For an overview of what we saw at the time as reasons why and possible competitor reaction, Readers should look back to our original article [TTA 28 Oct]. It’s being presented by both companies as a vertical merger of two complementary organizations, which already were moving towards this model, integrating their different services into “America’s front door to quality health care” (CVS CEO Larry Merlo)–a lower cost setting that saves premium dollars and brings integrated care to consumers’ doorsteps.
CVS brings to the table huge point of care assets: 9,700 pharmacy locations, 1,100 MinuteClinics, Omnicare’s senior pharmacy solutions, Coram’s infusion services, and the more than 4,000 CVS Health nursing professionals providing in-clinic and home-based care. Aetna has about 23.1 million medical members, 14.5 million dental members, and 15.2 million pharmacy benefit management (PBM) services members. Aetna also has a wealth of advanced data analytics capabilities through two subsidiaries, ActiveHealth Management and Medicity’s health information exchange technology.

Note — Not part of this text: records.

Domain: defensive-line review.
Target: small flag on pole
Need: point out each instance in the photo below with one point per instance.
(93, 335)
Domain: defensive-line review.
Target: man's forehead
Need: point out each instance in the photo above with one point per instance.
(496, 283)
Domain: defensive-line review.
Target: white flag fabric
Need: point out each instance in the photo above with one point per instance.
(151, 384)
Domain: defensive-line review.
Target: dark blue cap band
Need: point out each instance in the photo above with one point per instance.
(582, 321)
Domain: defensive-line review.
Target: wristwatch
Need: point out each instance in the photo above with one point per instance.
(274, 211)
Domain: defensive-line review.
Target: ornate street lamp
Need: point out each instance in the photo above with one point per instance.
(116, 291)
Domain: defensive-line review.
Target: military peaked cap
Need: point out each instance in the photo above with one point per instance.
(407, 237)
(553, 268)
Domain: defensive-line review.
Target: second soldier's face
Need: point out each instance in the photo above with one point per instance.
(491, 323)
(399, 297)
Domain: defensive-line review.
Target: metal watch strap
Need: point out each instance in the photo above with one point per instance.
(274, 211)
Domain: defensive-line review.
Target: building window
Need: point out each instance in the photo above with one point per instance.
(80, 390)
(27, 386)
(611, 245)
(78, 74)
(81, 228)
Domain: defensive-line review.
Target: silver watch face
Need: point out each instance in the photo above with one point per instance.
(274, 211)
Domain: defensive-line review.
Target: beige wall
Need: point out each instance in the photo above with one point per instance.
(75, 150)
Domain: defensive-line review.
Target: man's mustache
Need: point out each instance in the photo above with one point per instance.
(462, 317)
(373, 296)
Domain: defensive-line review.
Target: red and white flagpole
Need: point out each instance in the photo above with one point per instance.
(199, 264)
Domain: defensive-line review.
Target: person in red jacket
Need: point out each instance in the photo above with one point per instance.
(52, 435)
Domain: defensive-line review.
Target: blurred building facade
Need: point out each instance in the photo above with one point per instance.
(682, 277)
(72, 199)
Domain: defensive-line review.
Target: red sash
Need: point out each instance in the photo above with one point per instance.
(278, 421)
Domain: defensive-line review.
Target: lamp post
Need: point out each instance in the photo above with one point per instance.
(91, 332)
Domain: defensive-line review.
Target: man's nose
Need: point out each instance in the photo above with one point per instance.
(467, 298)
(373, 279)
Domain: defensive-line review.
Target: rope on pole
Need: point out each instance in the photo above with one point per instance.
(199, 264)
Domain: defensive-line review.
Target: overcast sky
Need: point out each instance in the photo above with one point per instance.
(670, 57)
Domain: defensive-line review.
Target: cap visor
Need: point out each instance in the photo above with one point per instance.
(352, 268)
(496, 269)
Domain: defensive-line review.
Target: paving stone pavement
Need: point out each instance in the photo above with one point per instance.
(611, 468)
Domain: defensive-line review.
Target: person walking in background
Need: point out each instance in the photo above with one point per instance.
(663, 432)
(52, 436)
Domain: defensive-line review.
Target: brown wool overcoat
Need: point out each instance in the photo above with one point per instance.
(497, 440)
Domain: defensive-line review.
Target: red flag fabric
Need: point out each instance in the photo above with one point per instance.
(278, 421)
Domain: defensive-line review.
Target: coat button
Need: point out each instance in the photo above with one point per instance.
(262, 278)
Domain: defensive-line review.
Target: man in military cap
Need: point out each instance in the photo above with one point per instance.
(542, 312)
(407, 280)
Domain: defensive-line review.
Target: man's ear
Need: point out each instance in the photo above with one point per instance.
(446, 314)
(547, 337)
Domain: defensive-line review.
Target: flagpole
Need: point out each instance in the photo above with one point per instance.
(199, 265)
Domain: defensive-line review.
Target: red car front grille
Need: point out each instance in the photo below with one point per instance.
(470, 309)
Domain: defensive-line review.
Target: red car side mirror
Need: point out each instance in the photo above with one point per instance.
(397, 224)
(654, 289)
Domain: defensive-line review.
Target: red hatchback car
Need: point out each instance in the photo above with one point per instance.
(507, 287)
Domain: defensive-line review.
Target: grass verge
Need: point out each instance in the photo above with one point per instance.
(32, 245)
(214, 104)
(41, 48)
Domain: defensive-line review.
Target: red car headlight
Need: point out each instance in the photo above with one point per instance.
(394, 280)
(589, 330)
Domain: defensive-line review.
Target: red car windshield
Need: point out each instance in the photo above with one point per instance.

Seeking Alpha has an intriguing POV on this entry into a ‘new era’: that both CVS and Aetna consider this to be a long-term reshaping of their business model under the threat posed by Amazon, and are willing to do this despite little short-term financial benefit for either company. The problem as the writer sees it: execution. This is re-engineering care on a national scale, and its benefits are based upon combining intangibles, a murky area indeed especially in healthcare. Time is also a factor, as Amazon is getting pharmacy licenses in multiple states, and is rather an expert at combining intangibles.
Does it signal that the approach to a ‘new era’ in healthcare is accelerating? If this is a preview, 2018 will be extremely interesting. Our ‘canary in the coal mine’ may tweet–or fall over on its perch, asphyxiated.